The name of the procedure is a mouthful — autologous cultured chondrocytes on porcine collagen membrane — commonly called MACI.
“With it, you can hold off and maybe prevent the development of arthritis, as well as a knee replacement,” Barker says. “It’s a significant advancement in the prevention of arthritis.”
It’s not for those with full-blown osteoarthritis, since there must be normal surrounding cartilage remaining for the implant to heal appropriately. Also, MACI cannot correct the underlying spurs and cysts that can develop with arthritis.
“By then, it’s too late to use it,” DiNubile says. “You can fix those potholes early on, but you can’t repave the whole road. It’s a way to replace cartilage before it becomes debilitating osteoarthritis, and it’s a game-changer. It’s about saving knees, not replacing them.”
The ideal candidates are ages 18 to 55, who are physically active and have isolated areas of cartilage loss.
“The treatments depend less on your actual age, but the age of your joints and your expectations and activity levels,” Sherman says. “MACI can be used on any part of the knee joint, on any cartilage defect in the knee. It preserves the joint, restores the cartilage, allowing the patient to return to his or her sports, or other activities, pain-free.”
The manufacturer of MACI is Vericel, a company based in Cambridge, Mass., that develops cell therapies.

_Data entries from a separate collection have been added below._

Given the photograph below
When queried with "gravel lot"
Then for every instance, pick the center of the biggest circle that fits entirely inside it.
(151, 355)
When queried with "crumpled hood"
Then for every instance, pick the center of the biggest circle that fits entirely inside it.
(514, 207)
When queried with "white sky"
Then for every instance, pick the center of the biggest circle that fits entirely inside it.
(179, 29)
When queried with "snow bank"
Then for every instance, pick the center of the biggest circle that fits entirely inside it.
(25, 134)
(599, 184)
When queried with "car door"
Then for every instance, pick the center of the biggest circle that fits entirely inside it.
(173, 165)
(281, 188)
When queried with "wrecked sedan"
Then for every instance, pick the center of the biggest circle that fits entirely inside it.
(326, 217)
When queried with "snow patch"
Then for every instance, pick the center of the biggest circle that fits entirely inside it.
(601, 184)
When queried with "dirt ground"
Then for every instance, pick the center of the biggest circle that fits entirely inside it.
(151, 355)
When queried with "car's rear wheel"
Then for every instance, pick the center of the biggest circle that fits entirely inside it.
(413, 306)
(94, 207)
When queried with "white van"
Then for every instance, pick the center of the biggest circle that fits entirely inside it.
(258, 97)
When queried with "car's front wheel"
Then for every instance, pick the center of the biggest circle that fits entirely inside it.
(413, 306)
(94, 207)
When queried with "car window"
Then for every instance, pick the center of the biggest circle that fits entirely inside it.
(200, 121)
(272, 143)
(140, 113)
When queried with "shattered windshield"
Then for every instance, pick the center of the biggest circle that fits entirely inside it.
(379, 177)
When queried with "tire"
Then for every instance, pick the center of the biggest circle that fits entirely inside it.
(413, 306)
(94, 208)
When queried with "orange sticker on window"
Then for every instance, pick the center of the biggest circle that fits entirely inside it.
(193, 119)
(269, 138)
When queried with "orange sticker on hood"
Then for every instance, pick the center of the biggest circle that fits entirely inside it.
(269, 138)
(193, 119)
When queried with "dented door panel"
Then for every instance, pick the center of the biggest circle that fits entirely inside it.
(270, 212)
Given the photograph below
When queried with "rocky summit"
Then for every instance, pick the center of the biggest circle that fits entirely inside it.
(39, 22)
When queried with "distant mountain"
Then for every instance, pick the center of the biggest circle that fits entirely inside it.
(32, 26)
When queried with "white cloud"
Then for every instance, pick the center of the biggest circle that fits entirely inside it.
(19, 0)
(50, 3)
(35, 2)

The company cultures the cartilage cells and produces the cell-embedded membrane. To be sure, insurance policies vary, but insurance typically covers some or most of the procedure — which can be expensive — costing about $30,000 or more, experts say.
Studies suggest it is more effective than another procedure, microfracture surgery, often used before cartilage cell regeneration came along. It involves creating small holes in the bone under the cartilage defect that stimulate the growth of fibrocartilage, a type of cartilage that resembles scar tissue. Fibrocartilage isn’t as strong or durable as hyaline cartilage, the native cartilage found in the knee and the type that MACI produces, experts say.

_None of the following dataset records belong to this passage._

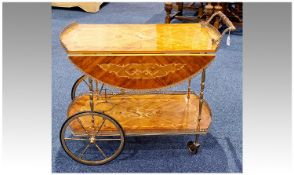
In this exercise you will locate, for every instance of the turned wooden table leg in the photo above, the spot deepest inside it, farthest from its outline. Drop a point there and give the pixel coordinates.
(200, 10)
(217, 8)
(168, 8)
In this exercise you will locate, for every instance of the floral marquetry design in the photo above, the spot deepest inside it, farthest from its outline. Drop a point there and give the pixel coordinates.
(141, 71)
(155, 113)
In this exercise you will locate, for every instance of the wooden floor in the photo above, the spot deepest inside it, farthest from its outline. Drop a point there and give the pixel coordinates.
(149, 114)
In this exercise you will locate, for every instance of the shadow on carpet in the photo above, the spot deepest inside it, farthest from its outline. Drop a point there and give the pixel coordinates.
(156, 154)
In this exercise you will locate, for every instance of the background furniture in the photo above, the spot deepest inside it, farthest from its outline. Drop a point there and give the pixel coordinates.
(203, 11)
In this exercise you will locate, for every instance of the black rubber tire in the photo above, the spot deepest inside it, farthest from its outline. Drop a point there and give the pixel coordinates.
(192, 147)
(87, 162)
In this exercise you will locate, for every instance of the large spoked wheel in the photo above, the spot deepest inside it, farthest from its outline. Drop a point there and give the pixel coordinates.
(92, 138)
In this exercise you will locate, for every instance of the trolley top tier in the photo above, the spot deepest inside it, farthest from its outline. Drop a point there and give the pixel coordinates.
(139, 38)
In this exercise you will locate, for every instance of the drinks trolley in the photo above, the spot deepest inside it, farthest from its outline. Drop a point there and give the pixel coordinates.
(140, 60)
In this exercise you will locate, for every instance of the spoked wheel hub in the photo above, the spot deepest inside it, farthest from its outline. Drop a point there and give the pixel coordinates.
(92, 138)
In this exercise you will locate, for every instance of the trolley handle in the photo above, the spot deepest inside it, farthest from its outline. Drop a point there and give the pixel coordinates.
(225, 20)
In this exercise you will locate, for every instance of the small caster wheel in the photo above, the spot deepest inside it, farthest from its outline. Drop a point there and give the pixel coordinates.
(193, 147)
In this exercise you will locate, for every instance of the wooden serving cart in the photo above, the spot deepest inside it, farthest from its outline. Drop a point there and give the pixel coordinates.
(139, 60)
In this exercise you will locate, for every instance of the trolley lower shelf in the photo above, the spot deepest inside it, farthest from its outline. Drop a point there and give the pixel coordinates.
(146, 114)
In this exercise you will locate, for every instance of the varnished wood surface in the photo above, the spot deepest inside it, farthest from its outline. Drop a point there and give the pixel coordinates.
(91, 7)
(139, 38)
(145, 114)
(141, 72)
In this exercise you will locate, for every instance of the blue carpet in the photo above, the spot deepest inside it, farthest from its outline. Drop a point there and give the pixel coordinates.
(221, 149)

“Former high level athletes or college athletes who do pounding sports — football players, soccer players — used to do microfracture surgery,” Ferrell says. “The area would look better at first, but it wouldn’t last. As soon as they started to run and jump and play on it, they would have symptoms again.”
While so far limited to the knee, experts think eventually the procedure could help restore cartilage lost in other joints, for example, shoulders, ankles or hips.
“The hope is that this is just the beginning,” Barker says.
Oates is upbeat, despite knowing he will be sidelined from running for most, if not all, of the coming year.
“It’s a minor setback,” he says. “I see the ultimate reward as bigger than the sacrifice.”